In our study, the relapse rates were 19.1 % in the patients who received haploidentical HSCT and 44.8 % in those who received HLA-matched HSCT. The relapse rate of the patients who received HLA-matched HSCT appeared to be higher in our study than in previously published reports [5, 18, 28]. This difference might be due to one or a combination of the following factors. First, more patients transplanted in >CR1 were included in our study compared with other studies [5, 28]. Our results showed that >CR1 at transplantation was associated with an increased risk of relapse. Chen et al. also suggested that the remission status at the time of HSCT is significantly predictive of both LFS and OS [5]. Allo-HSCT in CR1 remains the standard of care at most centers [28]. Second, we included not only hematological and extramedullary relapse but also molecular relapse in our study. The patients in our study also did not receive “upfront” imatinib post-allogeneic HSCT, and imatinib treatment was only initiated if the BCR-ABL fusion product or extramedullary relapse was detected. Pfeifer et al. observed molecular recurrence in 56 % of patients overall [29]. There is insufficient evidence to date indicating that imatinib should be given to all patients following allogeneic HSCT [5]. Certain centers have reported that imatinib is poorly tolerated following myeloablative allogeneic HSCT [5, 17, 30]. A small study conducted at the University of Minnesota [20] showed a trend toward an improved outcome in patients treated with imatinib during the pre- and posttransplantation periods. Administration of imatinib maintenance therapy after HSCT has also been suggested to reduce the relapse rate and improve LFS in Ph+ ALL patients [5]. The only randomized study of the use of TKIs after allogeneic HSCT is currently being conducted by the GMALL group [29]. This study showed that prophylactic imatinib treatment significantly reduced the incidence of molecular relapse after allogeneic HSCT but that durable PCR negativity could still be achieved in the majority of posttransplantation patients with molecular relapse by restarting imatinib therapy. OS was found to significantly differ between the two treatment arms. Although haploidentical HSCT reduces the risk of disease recurrence, our study found no difference in either LFS or OS, possibly due to the small number of included patients and the beneficial effect of restarting imatinib in most patients.

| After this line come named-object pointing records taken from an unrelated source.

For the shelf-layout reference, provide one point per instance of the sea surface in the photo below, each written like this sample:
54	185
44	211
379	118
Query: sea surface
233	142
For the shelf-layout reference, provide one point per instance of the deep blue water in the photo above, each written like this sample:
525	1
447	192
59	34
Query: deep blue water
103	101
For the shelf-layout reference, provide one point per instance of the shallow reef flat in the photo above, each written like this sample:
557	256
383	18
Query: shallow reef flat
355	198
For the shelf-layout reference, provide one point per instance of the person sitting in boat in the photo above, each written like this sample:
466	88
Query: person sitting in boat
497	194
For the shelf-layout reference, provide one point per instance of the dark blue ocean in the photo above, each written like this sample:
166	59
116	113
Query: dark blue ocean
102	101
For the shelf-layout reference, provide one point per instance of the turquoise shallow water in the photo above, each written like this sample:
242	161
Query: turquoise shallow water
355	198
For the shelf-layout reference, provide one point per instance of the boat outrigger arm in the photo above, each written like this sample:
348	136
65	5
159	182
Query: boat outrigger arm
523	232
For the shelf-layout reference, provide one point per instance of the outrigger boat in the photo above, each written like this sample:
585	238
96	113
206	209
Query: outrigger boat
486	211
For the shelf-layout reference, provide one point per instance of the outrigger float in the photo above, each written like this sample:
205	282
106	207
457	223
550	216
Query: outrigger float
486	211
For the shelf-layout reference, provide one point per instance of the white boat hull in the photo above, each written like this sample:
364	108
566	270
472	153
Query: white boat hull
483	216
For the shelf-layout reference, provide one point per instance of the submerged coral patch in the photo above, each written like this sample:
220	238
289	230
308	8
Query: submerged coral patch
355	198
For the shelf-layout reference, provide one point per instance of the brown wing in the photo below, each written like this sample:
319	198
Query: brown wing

In conclusion, we found a significant reduction in the relapse rate in Ph+ ALL patients who have received haploidentical HSCT compared with patients who have undergone HLA-matched HSCT. The incidences of aGVHD, cGVHD, and CMV viremia were higher in the patients who received haploidentical HSCT than in those who received HLA-matched HSCT, but there was no difference in NRM between these two groups. Although a well-designed, larger prospective study is needed to define the role of haploidentical HSCT in disease progression in patients with Ph+ ALL, our results suggest that haploidentical HSCT is a promising option for Ph+ ALL patients who lack a suitable HLA-matched donor.